Facebook also provides its users with safety, security, and control. The social media site lets individuals control how their fellow Facebook friends portray them. Pictures, statuses and posts on friend’s walls manage how people can perceive you. It also provides protection from seeing people’s reactions in an objectified type of way. Facebook’s protection creates a positive atmosphere for its users by only having a ‘like’ button. Users strive for ‘likes’ on their posts. It also gives individuals a self-esteem boost and societal approval by the amount of ‘likes’ received on their posts, photos, and statuses. ‘Selfies’ have also became a new phenomenon among all social media sites. Many people hate the constant blow up of ‘selfies’. They have been negatively labeled among all Facebookers; but people still post them. The amount of ‘selfies’ a user uploads can label the individual as someone with low self-esteem and confidence. However, Rachel Simmons believes that ‘selfies’ do that opposite and gives “selfie posters” the power to influence the photos interpretation.
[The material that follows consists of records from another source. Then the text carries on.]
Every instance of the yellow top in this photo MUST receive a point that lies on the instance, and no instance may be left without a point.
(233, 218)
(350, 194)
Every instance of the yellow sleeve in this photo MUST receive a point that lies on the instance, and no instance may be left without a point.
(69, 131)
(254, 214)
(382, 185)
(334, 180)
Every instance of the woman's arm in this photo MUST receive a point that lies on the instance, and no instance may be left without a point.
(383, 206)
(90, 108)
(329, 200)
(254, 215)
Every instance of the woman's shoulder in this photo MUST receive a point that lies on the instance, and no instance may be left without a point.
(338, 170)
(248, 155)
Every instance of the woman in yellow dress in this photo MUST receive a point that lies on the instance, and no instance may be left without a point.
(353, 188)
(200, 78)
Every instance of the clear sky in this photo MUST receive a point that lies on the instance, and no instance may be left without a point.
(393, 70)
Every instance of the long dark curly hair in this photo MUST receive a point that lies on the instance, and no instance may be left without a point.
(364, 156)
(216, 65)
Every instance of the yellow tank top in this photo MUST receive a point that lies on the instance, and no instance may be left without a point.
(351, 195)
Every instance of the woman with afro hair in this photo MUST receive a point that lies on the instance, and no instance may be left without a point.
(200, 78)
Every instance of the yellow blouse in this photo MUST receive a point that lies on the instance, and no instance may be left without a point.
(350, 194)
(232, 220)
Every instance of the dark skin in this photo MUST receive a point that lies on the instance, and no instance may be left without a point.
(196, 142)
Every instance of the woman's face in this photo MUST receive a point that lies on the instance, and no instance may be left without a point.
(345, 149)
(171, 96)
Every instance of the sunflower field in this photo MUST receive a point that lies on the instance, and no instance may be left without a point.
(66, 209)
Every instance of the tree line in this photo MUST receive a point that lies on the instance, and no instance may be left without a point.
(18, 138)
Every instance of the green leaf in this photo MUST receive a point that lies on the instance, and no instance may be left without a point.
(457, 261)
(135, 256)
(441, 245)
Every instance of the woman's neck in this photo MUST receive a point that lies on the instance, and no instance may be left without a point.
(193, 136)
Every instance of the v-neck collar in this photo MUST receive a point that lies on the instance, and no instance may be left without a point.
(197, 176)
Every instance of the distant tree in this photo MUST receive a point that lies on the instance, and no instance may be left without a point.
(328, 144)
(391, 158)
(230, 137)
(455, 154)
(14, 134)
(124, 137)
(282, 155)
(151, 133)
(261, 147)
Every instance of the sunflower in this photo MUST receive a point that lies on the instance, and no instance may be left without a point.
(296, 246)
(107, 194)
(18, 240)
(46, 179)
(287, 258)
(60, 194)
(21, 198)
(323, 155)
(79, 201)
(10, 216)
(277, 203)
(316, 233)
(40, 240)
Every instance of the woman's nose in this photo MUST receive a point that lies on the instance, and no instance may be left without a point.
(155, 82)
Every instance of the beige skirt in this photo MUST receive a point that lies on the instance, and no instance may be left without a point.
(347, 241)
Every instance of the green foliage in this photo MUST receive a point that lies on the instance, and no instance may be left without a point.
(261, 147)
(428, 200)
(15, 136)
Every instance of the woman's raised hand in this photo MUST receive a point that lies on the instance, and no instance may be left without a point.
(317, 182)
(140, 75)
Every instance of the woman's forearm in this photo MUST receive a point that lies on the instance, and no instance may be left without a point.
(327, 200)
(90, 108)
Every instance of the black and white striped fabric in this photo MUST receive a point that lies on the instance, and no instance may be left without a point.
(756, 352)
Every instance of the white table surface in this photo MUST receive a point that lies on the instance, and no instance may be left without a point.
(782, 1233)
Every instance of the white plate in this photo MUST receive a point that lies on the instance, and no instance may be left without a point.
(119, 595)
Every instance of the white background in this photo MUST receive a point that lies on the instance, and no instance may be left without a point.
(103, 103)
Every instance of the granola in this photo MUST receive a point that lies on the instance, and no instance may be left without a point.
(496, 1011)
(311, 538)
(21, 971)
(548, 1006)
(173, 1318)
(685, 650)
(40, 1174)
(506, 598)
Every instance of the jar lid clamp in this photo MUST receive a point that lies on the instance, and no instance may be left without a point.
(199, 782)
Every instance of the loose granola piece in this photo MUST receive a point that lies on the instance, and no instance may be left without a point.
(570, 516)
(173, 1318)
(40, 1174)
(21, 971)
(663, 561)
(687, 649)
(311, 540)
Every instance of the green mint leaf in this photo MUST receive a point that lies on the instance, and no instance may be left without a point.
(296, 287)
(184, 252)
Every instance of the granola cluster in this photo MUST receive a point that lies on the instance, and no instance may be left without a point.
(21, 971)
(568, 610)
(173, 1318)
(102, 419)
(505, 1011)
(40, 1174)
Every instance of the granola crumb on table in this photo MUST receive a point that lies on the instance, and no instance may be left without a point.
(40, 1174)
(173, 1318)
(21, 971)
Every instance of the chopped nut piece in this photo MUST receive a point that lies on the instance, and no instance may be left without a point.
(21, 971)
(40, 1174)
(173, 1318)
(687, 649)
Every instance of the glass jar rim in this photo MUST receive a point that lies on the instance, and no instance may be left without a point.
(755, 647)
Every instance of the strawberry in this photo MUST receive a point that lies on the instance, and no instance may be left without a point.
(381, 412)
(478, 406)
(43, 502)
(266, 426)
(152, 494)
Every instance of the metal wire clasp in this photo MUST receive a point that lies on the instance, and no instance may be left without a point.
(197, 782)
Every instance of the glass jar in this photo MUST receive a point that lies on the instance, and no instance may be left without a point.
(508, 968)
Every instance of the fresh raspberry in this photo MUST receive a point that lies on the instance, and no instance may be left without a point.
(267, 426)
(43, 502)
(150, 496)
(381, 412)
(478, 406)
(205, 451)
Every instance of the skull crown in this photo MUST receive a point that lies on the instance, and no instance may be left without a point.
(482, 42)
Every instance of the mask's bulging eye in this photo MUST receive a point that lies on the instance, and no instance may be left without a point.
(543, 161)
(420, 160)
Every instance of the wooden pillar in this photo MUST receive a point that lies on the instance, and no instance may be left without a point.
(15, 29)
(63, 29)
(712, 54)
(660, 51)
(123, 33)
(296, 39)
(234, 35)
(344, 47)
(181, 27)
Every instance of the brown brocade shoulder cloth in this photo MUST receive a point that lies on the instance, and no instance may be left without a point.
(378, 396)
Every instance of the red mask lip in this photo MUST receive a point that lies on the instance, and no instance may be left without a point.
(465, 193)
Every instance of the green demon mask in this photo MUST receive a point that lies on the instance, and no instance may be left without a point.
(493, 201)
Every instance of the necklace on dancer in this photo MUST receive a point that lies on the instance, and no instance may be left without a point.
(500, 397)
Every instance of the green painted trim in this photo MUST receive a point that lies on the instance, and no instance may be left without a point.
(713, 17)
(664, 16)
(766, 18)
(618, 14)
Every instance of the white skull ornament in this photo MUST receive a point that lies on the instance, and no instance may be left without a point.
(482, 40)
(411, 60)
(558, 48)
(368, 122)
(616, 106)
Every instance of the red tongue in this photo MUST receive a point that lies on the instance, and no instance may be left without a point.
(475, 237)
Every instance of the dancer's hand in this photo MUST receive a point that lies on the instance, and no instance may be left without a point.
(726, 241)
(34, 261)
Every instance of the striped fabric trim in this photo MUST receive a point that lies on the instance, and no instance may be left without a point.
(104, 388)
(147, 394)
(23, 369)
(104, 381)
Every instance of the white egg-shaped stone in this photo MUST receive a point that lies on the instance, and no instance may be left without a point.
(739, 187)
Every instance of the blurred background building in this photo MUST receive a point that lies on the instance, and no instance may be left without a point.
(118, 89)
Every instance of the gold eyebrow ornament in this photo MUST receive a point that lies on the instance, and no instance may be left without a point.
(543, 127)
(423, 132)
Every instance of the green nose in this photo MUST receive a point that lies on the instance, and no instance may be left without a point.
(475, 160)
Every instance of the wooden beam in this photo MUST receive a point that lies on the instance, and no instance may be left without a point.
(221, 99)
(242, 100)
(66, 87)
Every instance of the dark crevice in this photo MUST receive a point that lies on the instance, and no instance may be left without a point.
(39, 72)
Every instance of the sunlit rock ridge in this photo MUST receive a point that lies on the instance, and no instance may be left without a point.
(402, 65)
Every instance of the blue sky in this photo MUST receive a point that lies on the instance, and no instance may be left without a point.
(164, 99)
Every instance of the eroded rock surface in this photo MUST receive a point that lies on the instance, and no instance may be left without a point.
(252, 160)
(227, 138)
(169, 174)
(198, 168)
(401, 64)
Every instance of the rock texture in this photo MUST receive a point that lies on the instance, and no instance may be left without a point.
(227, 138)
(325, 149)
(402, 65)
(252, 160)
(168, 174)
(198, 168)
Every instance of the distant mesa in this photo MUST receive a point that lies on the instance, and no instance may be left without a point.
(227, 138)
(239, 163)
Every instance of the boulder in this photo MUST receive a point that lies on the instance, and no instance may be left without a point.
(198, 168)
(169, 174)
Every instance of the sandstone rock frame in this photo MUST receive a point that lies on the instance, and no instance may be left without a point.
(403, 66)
Two key points – cover pictures and ‘selfies- in the presentation on Facebook and its role in our lives connected with two chapters from our course: Chapter 3: Socialization and the Social Construction of Gender, and Chapter 11: Popular Culture, Media, and the Spectacle of Sports. A Facebook cover picture is a “unique image that represents your Page” – represents you as an individual (Facebook). On average, a majority of females cover pictures are of nature; while male’s pictures consist of sports. The male interest of sports is created from outside forces that ‘make you like them. It shows masculinity and is influenced by family, friends, and role models – it is not biologically determined. This idea of cover pictures relates to socialization. Socialization is a process that has taught males and females to internalize norms and values related to different functional roles. Men are presumed to be rational, authoritative, unemotional, and masculine. Women are viewed as submissive, irrational, kind, gentle, and emotional. These societal gender roles have played an important part in our lives and now our networking “lives”. Many Facebook users use Facebook pages, cover pictures, and pictures as a first impresson; it is very accurate.
“Selfies” have become a recent Internet phenomenon among adolescents and young adults. As I have scrolled through my Facebook newsfeed daily, I have noticed that majority of my friends that upload “selfies” are females. I agree with Rachel Simmons’ belief that ‘selfies’ provide self-promotion, control, and give power to the young females posting these pictures. However, sometimes these ‘selfies’ can give the wrong representation of women to the opposite sex. Our society and media encourages girls and young women to present themselves as sexually desirable beings by dressing and using facial expressions in a sexual way to draw male’s attention. Many of my female friends sexually objectify themselves in their ‘selfies’ on Facebook. The pictures can consist of them standing or lying down in a sexual position that has their breasts or buttocks, or a combination of the two, as the focal point of the picture. Also, they paint their faces’ in thick amounts of makeup and take ‘selfies’ with sexual facial expressions of biting their lips or of an orgasmic look. Not all ‘selfies’ are of this sexualized nature, but many female adolescents are beginning to partake in these types of pictures and are suffering from the negative consequences of their self representation in these images.